- Occupation: Businessman / Entrepreneur

= Ishara Nanayakkara =

Sri Lankan businessman

Ishara Chinthaka Nanayakkara is a Sri Lankan entrepreneur and businessman. As of August 2025, he is the Richest man in Sri Lanka. He is currently serving as the deputy group chairman of the LOLC Holdings. His father Rajah Nanayakkara was also a prominent businessman and he died in 2017 at the age of 77. Ishara is considered a billionaire with a net worth of around 1.6 Billion. Mostly locked up in investments in LOLC and Browns.

== Biography ==
Nanayakkara's father Rajah was an entrepreneur and founded the automobile industry through Ishara Traders in 1973 which is now regarded as the pioneer in importing reconditioned repaired vehicles from Japan to Sri Lanka. Ishara as a teenage was sent to Japan for extensive training after his secondary education at Royal College, Colombo 07. He holds a diploma in Business Accounting from Australia's Dandenong College.

== Career ==
Nanayakkara pursued his career in financial services and started investing in finance companies such as LOLC. He was also appointed to the Board of Directors of LOLC in 2002. He also served as deputy chairman of Lanka Orix Finance from 2011 to 2018 and was appointed as the chairman of Browns Investments in 2013. In September 2018, he resigned from the Board of Directors of Seylan Bank.

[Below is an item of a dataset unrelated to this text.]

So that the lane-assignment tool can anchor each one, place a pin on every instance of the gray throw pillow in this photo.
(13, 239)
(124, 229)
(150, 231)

He was appointed as chairman of LOLC in 2018 after previously serving as a board member from 2002 to 2018. Under his leadership, LOLC also reached total assets amounting to 1.008 trillion as of December 2018. In 2019, he eventually toppled Dhammika Perera to become the richest person in Sri Lanka after a Korean bank came forward with interest and intention to buy the LOLC's subsidiary Cambodian microfinance arm for a staggering US$603.4 million. His Browns Healthcare was acquired by another business magnate Harry Jayawardena for LKR 1.6 billion in February 2020.

He received the prestigious Young Entrepreneur of the Year award at the Asia Pacific Entrepreneurship Awards in 2012. He is the current chairman of Sri Lanka Institute of Nanotechnology.